The blogosphere has done a rather thorough job of thrashing the recent *scathing* report by Senator Coburn (R-Oklahoma) on supposed mismanagement and waste by the NSF. I will therefore quell the urge to point out how poorly researched, written, and organized the report it. It's a good thing the report wasn't funded by NSF or it would indeed be an excellent example of wasted effort and money by that agency.
I was, however, bothered by a particular section that has not received as much attention: the part about the supposedly shocking number of late and never-turned-in project reports:
A 2005 audit found that “[a]pproximately 47 percent of the 151,000 final and annual project reports required in the past 5 years were submitted late or not at all.”

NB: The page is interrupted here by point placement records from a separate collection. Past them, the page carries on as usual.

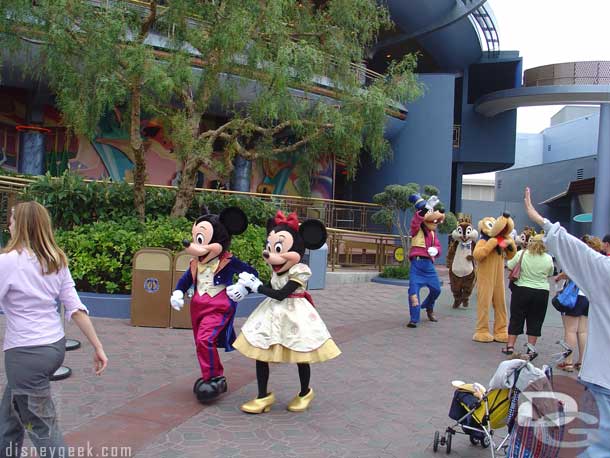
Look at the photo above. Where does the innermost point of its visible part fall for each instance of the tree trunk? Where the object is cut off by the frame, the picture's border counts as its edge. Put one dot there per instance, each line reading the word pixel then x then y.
pixel 137 147
pixel 186 188
pixel 188 179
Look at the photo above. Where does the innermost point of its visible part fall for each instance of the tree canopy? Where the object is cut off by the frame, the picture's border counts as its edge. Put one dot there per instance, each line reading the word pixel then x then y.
pixel 278 76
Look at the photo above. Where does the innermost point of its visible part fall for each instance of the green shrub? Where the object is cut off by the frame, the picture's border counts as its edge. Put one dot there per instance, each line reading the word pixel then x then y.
pixel 101 253
pixel 399 272
pixel 72 201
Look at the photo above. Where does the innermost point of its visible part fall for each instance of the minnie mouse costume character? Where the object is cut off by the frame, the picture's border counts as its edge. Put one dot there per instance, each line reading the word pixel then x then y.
pixel 285 327
pixel 212 311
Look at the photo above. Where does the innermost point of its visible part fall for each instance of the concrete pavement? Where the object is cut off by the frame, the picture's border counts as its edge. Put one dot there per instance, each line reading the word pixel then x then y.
pixel 383 397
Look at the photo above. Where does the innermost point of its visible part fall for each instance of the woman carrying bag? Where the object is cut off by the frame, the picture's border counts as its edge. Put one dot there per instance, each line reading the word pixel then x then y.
pixel 34 273
pixel 530 292
pixel 574 312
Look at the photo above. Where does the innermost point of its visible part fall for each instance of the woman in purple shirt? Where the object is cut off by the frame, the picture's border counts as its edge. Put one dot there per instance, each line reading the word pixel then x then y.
pixel 34 276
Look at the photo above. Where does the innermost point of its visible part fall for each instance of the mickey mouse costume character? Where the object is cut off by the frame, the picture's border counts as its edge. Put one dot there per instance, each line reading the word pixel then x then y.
pixel 212 312
pixel 425 247
pixel 285 327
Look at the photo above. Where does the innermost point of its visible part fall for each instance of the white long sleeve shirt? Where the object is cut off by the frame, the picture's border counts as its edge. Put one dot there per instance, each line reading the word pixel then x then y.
pixel 590 270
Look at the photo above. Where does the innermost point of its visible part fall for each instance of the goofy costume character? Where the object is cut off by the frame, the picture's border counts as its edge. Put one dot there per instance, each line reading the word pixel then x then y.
pixel 212 312
pixel 425 247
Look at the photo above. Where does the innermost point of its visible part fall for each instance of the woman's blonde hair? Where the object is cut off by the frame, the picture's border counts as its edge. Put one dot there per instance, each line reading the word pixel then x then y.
pixel 33 232
pixel 536 245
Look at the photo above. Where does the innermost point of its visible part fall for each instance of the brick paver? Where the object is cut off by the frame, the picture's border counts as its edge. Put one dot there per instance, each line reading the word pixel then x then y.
pixel 383 397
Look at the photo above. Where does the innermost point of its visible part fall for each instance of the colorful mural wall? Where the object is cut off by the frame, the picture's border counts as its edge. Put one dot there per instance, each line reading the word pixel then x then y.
pixel 107 154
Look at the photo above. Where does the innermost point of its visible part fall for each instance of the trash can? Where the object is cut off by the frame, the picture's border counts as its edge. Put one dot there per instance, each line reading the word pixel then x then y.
pixel 151 287
pixel 181 319
pixel 316 260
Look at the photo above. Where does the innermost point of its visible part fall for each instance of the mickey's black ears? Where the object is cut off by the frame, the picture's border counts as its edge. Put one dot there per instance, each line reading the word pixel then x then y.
pixel 234 220
pixel 313 233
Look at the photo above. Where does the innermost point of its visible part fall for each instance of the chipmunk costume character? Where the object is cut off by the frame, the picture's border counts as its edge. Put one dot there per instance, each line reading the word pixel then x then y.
pixel 461 261
pixel 211 274
pixel 425 248
pixel 489 253
pixel 285 327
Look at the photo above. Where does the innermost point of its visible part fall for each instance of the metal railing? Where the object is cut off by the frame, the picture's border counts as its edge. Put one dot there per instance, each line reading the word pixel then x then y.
pixel 346 248
pixel 568 74
pixel 361 249
pixel 340 214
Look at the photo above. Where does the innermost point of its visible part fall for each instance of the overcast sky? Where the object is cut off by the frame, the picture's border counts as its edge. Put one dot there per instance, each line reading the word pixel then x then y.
pixel 548 32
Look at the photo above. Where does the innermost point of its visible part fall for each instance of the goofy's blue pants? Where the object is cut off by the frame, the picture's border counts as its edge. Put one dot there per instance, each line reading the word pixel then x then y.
pixel 422 274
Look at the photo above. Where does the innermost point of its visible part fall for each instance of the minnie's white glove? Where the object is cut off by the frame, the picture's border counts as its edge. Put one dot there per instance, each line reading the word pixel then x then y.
pixel 237 292
pixel 177 300
pixel 250 281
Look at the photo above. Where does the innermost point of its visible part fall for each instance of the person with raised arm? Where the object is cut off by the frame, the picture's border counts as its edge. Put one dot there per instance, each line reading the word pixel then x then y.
pixel 590 270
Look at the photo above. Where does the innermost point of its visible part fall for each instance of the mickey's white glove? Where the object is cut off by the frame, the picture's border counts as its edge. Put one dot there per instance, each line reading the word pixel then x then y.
pixel 250 281
pixel 177 300
pixel 237 292
pixel 432 202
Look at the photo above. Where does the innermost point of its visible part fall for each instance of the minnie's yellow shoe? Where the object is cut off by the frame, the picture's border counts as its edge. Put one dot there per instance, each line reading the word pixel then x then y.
pixel 259 405
pixel 300 404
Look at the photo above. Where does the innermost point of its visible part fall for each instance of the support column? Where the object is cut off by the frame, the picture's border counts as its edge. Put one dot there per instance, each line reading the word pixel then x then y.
pixel 31 153
pixel 32 136
pixel 601 200
pixel 456 188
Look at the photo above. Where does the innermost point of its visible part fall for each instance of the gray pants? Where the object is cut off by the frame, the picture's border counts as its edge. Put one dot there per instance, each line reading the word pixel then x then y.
pixel 27 403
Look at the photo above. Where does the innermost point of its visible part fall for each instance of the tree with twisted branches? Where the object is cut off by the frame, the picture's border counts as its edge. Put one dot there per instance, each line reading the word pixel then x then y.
pixel 280 74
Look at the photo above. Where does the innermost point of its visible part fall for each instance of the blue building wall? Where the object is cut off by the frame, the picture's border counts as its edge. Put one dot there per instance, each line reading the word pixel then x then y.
pixel 545 180
pixel 572 139
pixel 486 143
pixel 528 150
pixel 422 145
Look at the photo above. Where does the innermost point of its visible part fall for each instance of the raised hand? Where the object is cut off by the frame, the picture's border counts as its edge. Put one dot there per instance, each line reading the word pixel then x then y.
pixel 177 300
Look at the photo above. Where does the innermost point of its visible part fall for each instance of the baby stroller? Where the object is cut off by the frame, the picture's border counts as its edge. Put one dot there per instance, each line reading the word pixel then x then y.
pixel 478 412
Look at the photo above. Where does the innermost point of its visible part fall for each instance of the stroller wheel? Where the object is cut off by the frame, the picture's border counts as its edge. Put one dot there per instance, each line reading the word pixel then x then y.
pixel 437 438
pixel 485 442
pixel 448 442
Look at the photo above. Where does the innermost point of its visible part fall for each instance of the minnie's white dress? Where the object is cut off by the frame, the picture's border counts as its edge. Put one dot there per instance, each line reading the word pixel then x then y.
pixel 288 331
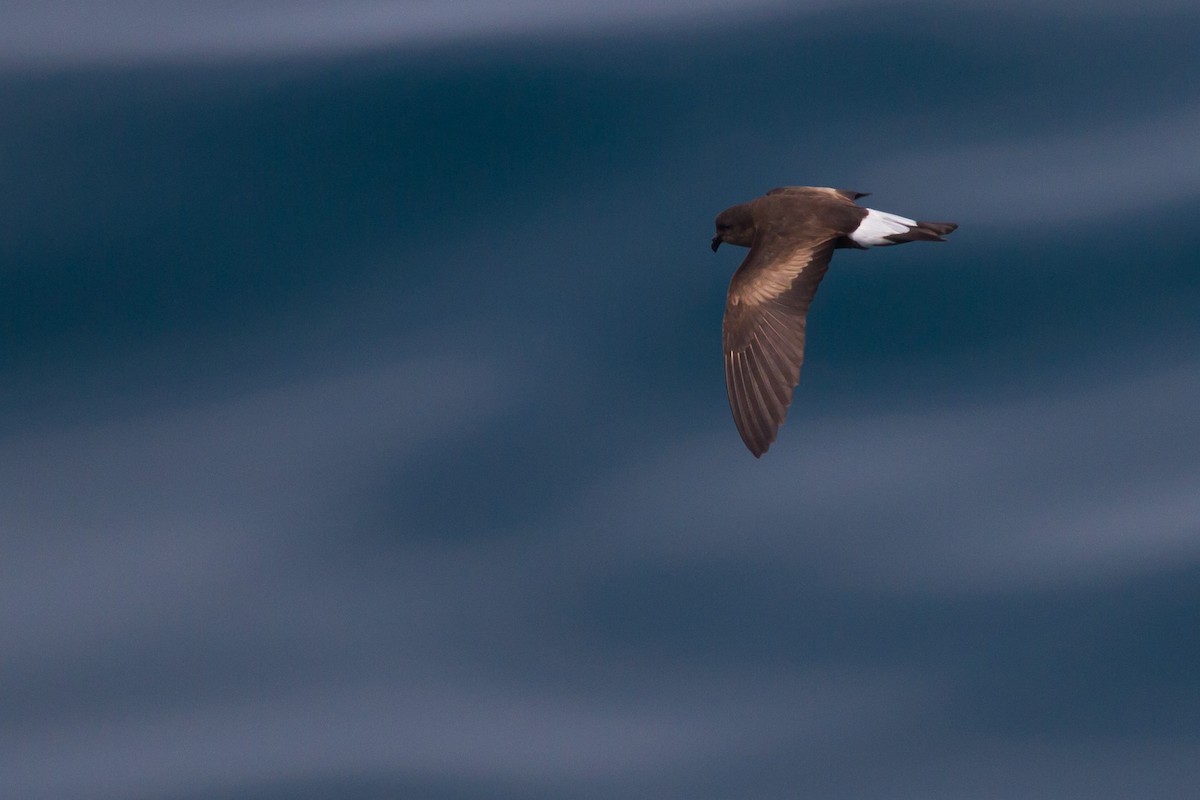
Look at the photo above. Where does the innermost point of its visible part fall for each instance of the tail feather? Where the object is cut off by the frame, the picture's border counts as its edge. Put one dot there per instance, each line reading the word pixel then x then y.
pixel 923 232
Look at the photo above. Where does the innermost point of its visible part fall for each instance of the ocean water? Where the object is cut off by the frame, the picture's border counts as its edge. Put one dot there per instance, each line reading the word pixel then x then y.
pixel 363 423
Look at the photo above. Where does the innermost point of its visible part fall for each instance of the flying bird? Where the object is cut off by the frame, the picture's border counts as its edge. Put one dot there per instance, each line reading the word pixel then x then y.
pixel 791 233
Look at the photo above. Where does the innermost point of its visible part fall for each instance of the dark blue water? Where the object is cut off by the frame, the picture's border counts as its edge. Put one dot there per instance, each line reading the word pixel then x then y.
pixel 364 428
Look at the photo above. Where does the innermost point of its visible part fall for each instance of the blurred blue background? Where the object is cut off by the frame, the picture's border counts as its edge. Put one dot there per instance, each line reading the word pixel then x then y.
pixel 364 423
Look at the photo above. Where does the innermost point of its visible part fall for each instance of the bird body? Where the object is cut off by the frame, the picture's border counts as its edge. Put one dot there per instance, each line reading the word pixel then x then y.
pixel 791 233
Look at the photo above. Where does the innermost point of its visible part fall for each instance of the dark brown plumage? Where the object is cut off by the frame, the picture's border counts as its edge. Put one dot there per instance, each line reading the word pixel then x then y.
pixel 791 233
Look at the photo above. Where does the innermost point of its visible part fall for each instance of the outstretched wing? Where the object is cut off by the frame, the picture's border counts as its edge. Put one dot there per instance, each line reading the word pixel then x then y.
pixel 765 323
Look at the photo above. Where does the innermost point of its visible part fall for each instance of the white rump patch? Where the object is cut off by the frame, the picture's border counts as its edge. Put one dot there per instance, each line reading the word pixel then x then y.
pixel 877 224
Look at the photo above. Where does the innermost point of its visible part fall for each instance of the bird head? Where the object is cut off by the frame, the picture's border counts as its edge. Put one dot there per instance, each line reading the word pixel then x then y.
pixel 735 226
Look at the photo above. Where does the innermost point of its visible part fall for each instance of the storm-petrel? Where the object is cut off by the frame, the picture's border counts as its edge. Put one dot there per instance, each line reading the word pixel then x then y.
pixel 791 233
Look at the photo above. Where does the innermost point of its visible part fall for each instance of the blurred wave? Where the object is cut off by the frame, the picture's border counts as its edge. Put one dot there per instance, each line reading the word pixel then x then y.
pixel 364 431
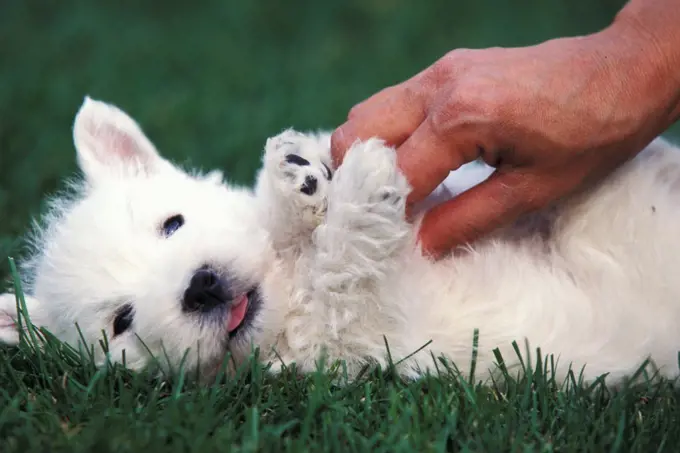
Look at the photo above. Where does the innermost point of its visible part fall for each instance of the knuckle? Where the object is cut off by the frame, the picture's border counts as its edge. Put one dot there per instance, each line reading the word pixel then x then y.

There is a handy chart, organized by Directorate, showing the % final reports submitted on time, late, or not at all. I have some points to make about this:
1 - It is not surprising that so many reports are late. Reports are due 90 days before the end of the budget period, and at that time some of us are still scrambling to submit additional grant-related publications to include in the report. I would rather submit a late but more impressive report than an on-time report with less substance. One of the main motivators for me to file my reports (annual or final) sooner rather than later is that it is necessary to be up-to-date with reports in order for the paperwork for new grants to be processed, but if there is no pressure from that, I will wait until I can write a more complete and informative report.
2 - According to the chart in Coburn's document, although there are many late reports, the number of missing (never submitted) reports is low. It is misleading to combine late + missing reports and then focus on that number as if there is a major problem.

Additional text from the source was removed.